My user account doesnt have sudo despite being in sudoers. I cant run new commands i have to execute the binary. Grub takes very long to load with “welcome to grub” message. I just wanted a stable distro as arch broke and currupted my external ssd

  • tal@lemmy.today
    link
    fedilink
    arrow-up
    2
    arrow-down
    1
    ·
    edit-2
    1 year ago

    Great. Well, I mean, bad, but that does narrow it down. So that drive is probably failing, but it can read from some places on the drive…just not all. And it fails pretty early, just a few KB into the partition. Though I don’t know why you wouldn’t get a kernel log message about that.

    Well, if we’re really lucky, maybe it just has a bad sector at that one critical location, and everything else is fine. Well, I’m not sure I’d trust a drive once it starts getting read failures, but point is that other data there might be readable. My understanding – which dates to rotational drives – is that normally hard drives maintain a map of sectors and a certain limited store of spare “good” sectors on the drive. When they write, if there’s an error in writing, they switch to a “good” sector, mapping the location to that “good” sector so that, internally, every time you try to touch that location on the drive, the drive is actually using a different physical location. So even writing to that spot on the disk – though I don’t know if it’s something that can be regenerated – may cause the location to be readable again, because a drive will remap the sector to different physical underlying storage.

    I understand that SSDs – which are more free to remap sectors than rotational hard drives, for which it is expensive in time to send the head careening around the drive to weird, non-sequential sectors – use something called “wear leveling”, and regularly remap what’s there, as they don’t care about things being physically-contiguous and one can only write so many times to a given spot on an SSD, and this spreads out the places that are getting written to many times.
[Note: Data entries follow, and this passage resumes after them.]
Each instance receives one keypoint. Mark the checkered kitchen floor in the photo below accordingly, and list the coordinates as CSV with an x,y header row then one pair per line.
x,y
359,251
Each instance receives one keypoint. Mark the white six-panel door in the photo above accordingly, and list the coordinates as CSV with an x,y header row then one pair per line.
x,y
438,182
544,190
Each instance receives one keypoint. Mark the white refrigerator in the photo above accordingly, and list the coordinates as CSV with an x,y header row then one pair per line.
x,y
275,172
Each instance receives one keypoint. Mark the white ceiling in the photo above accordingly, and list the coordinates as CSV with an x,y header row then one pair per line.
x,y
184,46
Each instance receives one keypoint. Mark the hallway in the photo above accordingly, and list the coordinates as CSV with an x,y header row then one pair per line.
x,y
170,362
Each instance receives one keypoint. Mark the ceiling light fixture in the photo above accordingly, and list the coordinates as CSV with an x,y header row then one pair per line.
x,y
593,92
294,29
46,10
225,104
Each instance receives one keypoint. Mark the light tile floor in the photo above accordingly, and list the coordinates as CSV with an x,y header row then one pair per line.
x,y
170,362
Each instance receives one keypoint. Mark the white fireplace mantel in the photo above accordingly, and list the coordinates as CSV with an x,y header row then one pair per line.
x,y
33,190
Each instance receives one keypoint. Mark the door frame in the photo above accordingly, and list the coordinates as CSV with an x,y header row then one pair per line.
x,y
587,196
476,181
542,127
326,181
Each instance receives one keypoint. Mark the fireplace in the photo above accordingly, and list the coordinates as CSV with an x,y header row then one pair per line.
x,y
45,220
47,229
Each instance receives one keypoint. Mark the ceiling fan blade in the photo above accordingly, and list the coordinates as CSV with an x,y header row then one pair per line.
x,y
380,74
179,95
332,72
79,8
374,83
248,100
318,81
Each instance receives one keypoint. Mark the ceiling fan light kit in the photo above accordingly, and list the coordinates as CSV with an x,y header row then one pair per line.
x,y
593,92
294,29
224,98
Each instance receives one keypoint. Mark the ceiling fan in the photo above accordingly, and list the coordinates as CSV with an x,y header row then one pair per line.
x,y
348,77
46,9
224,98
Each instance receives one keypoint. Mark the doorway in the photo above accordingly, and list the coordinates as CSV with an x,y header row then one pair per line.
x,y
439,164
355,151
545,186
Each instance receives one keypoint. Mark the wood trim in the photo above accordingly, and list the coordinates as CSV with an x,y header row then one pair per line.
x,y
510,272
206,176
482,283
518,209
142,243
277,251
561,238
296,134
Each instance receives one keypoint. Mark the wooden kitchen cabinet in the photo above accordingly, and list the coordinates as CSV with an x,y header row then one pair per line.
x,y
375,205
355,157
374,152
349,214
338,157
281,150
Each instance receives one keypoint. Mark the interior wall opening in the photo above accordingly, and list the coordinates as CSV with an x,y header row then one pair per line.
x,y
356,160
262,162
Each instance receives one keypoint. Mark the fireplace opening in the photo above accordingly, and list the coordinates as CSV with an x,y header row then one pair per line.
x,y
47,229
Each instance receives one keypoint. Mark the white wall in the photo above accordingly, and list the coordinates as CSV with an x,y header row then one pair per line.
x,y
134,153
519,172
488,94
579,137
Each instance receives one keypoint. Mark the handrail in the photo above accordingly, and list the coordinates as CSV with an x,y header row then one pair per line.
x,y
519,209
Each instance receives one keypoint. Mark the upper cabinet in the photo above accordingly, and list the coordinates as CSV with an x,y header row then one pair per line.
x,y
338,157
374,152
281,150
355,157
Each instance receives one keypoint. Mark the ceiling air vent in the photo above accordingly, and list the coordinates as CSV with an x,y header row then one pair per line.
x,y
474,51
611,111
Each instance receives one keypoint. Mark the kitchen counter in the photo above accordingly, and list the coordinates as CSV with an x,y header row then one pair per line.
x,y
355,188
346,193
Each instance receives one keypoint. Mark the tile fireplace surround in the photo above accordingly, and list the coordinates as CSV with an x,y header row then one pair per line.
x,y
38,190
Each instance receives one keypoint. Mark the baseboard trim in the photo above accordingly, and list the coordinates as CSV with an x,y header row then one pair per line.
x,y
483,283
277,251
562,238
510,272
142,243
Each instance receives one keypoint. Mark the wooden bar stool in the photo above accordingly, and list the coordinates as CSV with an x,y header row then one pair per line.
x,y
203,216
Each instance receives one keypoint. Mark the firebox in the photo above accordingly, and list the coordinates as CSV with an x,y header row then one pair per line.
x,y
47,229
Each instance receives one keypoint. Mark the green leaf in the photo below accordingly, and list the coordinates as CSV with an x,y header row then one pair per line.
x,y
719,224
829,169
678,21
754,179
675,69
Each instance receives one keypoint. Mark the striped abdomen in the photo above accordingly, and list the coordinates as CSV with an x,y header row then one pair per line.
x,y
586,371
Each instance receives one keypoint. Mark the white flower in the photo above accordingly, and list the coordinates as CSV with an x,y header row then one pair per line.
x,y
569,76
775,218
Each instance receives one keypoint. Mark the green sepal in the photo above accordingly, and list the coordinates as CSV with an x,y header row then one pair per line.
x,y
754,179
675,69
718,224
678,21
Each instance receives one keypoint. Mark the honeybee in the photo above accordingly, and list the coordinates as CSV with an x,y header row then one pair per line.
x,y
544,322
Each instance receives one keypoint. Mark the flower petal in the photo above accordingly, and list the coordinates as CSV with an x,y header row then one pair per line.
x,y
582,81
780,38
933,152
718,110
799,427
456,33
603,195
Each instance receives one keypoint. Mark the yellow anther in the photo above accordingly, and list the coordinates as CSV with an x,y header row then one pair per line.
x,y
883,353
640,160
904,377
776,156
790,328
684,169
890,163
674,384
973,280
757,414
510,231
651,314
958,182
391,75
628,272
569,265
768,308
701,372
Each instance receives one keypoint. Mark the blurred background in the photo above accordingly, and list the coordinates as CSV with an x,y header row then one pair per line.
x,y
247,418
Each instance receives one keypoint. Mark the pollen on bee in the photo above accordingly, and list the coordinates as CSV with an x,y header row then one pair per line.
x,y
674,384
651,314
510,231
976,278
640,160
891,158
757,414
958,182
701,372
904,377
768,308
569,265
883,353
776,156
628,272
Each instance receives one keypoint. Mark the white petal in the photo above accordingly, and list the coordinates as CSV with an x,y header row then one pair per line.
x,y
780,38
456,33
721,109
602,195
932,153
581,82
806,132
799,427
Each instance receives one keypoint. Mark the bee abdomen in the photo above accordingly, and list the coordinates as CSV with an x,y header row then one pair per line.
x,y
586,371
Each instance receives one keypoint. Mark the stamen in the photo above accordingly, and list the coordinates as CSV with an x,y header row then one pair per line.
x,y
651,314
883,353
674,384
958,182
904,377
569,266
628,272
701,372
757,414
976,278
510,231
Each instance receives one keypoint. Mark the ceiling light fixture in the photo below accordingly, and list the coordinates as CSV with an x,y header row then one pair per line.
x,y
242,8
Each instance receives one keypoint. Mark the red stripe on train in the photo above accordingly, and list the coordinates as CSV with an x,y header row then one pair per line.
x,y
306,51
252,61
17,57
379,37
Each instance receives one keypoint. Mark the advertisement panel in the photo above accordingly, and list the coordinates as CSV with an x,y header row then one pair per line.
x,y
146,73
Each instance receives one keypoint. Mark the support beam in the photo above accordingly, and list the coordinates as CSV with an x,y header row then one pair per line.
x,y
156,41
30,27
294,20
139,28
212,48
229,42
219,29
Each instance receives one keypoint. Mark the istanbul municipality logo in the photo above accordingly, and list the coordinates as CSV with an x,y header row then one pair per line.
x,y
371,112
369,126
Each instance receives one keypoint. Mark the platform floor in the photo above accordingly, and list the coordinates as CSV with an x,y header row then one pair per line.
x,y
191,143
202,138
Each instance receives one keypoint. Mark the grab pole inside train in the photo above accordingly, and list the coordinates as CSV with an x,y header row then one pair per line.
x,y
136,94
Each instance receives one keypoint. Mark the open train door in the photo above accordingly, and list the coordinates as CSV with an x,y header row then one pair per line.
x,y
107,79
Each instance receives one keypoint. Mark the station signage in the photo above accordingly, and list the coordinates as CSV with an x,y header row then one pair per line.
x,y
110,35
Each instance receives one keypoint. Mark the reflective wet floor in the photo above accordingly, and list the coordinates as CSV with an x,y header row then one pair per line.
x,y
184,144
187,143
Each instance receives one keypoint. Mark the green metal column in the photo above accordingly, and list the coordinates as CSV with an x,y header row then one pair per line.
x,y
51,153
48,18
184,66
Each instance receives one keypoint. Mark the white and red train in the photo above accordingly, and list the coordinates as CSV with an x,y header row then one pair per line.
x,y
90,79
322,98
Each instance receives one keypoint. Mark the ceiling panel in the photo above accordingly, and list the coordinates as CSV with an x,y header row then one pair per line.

So if one sector on an SSD starts failing, I’d be a little concerned about others going too.

    So, a couple things that we can maybe experiment with. Maybe we start reading some distance into the drive, we can get some idea of what portion of the partition isn’t readable.

    dd is defaulting to reading in blocks of 512 bytes at a time. It manages to read 16 512-byte-size blocks into the partition, gets 8KiB of data, and then reading the 17th block is a problem. Maybe try:

    # dd if=/dev/sdd1 status=progress skip=1024 of=/dev/null
    

    That’ll skip over the first 1024 512-byte blocks – that is, 512 KiB in), and start reading from that point. If the drive can’t read from there, then you’ll get an error, and if the drive can, then it’ll read for at least a ways.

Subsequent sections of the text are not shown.